- Logo
- Awarded for: Outstanding Achievement in entertainment targeting teenagers and young adults.
- Country: United States
- Presented by: Fox The CW (2013–2014)
- First award: 1999
- Final award: 2014

= Young Hollywood Awards =

Entertainment awards voted by 13- to 19-year-olds

The Young Hollywood Awards was an annual awards ceremony that honored the year's biggest achievements in pop music, movies, sports, television, fashion and more, as voted on by teenagers aged 13–19 and young adults. The award ceremonies also honored rising and promising young aged performers in Hollywood. The award ceremony usually featured a high number of celebrities and musical performers such as Taylor Swift, Selena Gomez, and Nick Jonas.
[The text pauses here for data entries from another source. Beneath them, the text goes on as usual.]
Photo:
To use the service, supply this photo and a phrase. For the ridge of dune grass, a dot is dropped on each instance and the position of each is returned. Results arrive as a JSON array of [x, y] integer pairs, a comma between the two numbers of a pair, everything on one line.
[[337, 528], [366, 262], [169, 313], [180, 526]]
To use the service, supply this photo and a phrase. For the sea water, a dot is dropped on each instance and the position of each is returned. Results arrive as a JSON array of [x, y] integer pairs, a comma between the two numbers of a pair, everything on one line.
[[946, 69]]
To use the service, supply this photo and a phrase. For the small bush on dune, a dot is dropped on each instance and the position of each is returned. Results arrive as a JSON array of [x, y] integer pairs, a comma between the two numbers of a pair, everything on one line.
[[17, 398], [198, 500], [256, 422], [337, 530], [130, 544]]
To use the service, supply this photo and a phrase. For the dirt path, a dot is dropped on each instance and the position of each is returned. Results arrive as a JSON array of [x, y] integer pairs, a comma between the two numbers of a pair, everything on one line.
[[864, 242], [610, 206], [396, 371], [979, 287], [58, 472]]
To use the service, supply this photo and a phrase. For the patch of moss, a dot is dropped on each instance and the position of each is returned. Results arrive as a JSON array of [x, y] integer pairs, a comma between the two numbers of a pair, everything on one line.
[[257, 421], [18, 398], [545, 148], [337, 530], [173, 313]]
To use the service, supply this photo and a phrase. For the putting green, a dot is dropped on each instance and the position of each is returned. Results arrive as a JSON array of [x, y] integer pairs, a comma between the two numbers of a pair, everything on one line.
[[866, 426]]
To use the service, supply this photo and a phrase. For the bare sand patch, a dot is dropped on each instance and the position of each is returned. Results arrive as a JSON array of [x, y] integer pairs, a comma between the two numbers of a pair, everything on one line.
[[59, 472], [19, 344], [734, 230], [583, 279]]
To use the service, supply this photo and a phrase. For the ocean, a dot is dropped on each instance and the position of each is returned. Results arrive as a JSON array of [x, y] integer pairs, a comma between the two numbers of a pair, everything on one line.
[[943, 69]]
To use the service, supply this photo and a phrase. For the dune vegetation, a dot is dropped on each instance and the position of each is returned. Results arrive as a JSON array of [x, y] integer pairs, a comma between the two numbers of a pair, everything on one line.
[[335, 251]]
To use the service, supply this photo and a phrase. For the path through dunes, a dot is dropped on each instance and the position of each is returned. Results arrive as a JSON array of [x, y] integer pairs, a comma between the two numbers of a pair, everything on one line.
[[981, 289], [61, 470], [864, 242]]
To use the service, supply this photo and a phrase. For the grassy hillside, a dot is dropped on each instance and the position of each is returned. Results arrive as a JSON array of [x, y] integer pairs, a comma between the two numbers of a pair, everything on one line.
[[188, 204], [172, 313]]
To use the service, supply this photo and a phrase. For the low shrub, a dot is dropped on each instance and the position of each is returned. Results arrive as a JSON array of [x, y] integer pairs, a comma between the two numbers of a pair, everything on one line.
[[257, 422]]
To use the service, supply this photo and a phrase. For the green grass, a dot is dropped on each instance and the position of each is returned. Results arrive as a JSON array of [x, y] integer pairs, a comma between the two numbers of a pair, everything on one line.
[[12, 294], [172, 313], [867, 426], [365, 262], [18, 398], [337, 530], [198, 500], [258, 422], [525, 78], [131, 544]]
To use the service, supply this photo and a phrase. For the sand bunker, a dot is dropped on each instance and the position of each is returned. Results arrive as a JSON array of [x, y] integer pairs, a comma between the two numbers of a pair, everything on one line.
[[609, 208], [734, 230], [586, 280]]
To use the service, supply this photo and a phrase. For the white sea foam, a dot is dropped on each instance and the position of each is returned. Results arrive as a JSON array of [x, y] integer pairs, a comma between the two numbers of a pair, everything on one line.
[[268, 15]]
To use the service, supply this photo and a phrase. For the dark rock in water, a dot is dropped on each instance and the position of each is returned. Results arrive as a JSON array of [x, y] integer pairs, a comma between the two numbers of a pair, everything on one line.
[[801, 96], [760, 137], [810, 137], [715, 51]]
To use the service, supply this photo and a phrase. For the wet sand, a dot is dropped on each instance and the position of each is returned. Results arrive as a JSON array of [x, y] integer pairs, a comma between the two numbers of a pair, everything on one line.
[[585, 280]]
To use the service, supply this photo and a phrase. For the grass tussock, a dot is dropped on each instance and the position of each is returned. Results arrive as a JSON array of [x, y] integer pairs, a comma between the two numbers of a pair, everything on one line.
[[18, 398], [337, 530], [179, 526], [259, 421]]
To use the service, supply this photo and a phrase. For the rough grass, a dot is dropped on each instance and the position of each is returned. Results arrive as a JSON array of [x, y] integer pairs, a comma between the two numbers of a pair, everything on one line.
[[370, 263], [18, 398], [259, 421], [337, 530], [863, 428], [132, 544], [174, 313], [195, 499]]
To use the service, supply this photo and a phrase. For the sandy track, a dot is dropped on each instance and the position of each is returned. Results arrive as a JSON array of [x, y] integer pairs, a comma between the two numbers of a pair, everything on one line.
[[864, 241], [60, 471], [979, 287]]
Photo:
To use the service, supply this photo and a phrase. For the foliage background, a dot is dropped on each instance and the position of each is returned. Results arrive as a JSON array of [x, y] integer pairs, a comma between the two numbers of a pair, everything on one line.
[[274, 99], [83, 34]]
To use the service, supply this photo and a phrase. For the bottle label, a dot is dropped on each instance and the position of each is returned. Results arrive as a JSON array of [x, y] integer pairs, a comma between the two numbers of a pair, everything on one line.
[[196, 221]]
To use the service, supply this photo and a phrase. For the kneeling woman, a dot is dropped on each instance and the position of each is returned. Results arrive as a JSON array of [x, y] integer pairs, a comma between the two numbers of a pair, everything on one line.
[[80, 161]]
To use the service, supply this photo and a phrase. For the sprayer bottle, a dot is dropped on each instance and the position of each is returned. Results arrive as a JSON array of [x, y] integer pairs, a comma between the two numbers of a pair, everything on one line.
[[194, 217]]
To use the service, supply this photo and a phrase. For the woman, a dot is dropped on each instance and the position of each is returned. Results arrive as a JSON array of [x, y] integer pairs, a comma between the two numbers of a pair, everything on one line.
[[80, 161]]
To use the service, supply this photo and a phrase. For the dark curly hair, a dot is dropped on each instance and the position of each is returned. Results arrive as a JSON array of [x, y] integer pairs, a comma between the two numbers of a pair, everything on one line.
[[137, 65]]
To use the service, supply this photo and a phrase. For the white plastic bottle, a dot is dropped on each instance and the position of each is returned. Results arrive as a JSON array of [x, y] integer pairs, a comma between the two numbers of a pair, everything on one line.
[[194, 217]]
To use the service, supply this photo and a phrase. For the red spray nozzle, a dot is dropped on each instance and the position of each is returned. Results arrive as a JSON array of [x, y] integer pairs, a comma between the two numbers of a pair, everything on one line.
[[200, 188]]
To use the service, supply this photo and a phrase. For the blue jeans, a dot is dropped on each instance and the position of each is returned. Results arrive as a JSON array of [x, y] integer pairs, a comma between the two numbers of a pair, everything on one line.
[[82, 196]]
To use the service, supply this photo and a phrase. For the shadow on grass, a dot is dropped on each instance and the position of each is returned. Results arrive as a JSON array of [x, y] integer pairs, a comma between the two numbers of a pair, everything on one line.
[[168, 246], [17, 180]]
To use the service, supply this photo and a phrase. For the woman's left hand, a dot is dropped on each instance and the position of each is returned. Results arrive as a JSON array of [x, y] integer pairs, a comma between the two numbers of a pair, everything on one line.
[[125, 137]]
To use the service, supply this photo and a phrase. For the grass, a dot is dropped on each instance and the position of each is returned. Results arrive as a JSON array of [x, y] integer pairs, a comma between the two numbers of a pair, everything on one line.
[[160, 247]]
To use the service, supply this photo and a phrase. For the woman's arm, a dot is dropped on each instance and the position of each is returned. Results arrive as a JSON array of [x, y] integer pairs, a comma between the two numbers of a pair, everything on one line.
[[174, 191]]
The Young Hollywood Awards started in 1999. The final award ceremony was 2014.

==Categories==
In 2010, the following categories were awarded:

- Young Hollywood Newcomer of the Year
- Young Hollywood Artist of the Year
- Young Hollywood Superstar in the Making
- Young Hollywood Breakthrough of the Year
- Young Hollywood Comedian of the Year
- Young Hollywood Cast to Watch
- Young Hollywood Making their Mark
- Young Hollywood Style Icon

The categories which have been removed from the awards were Superstar of Tomorrow and Best Role Model.